![]() |
Bambang Kariyawan Ys |
Membangun Karakter Peserta Didik yang Semakin Menghilang
A.
Hilangnya Sebuah Karakter
Simaklah pemberitaan media massa di negeri ini.
Kecenderungan yang muncul selalu berita-berita buruk yang mewarnai pemberitaan
media massa tersebut. Kerusuhan,
ketegangan, tawuran, perang antar kampung menjadi realita sosial yang tidak
bisa dipungkiri telah hadir di tengah masyarakat. Seolah tidak pernah
terselesaikan. Sudah hilangkah julukan kita sebagai bangsa yang ramah?
Dalam lingkup yang lebih kecil, dunia pendidikan
merupakan laboratorium yang seharusnya menghasilkan beragam produk manusia yang
diharapkan sejalan dengan tujuan pendidikan nasional untuk mengembangkan
potensi peserta didik agar menjadi manusia yang beriman dan bertakwa kepada
Tuhan Yang Maha Esa, berakhlak mulia, sehat, berilmu, cakap, kreatif, mandiri,
dan menjadi warga negara yang demokratis serta bertanggung jawab. Namun apakah tujuan yang mulia itu telah membentuk dalam
diri peserta didik dan pendidikan telah berperan memecahkan
permasalahan-permasalahan yang tengah terjadi di masyarakat?

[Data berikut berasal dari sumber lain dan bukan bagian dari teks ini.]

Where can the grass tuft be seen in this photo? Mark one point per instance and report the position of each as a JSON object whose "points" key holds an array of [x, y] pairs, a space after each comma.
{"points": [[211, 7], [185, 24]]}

Kenyataan di lapangan pendidikan menunjukkan kondisi
peserta didik di era pragmatis saat ini, guru harus bergelut dengan harapan
yang tinggi untuk membentuk peserta didik menjadi generasi yang berkarakter.
Padahal kondisi peserta didik sekarang jelas berbeda dengan kondisi beberapa
periode waktu yang lalu. Penghargaan terhadap guru yang memudar, mudahnya
berkata kasar, mudahnya terpicu untuk berkonflik, membentuk kelompok-kelompok
eksklusif, dan bersitegang bila menemukan perbedaan sebagai contoh di antara
berderet perilaku yang sangat mengkhawatirkan kelanjutan dunia pendidikan.
Terlepas dari berbagai polemik tentang tidak jelasnya
arah pendidikan kita dan kondisi perilaku memprihatinkan, penulis berkeyakinan
bahwa masih banyak insan-insan pendidik di negeri ini yang tidak rela bila
dikatakan pendidikan di negeri ini tidak jelas arahnya dan tetap peduli untuk
memecahkan permasalahan yang ada. Masih banyak guru-guru yang selalu punya
keyakinan untuk membangun masa depan bangsa ini. Keyakinan itu akan terwujud
dengan hadirnya kelas yang penuh dengan nuansa persemaian nilai-nilai karakter.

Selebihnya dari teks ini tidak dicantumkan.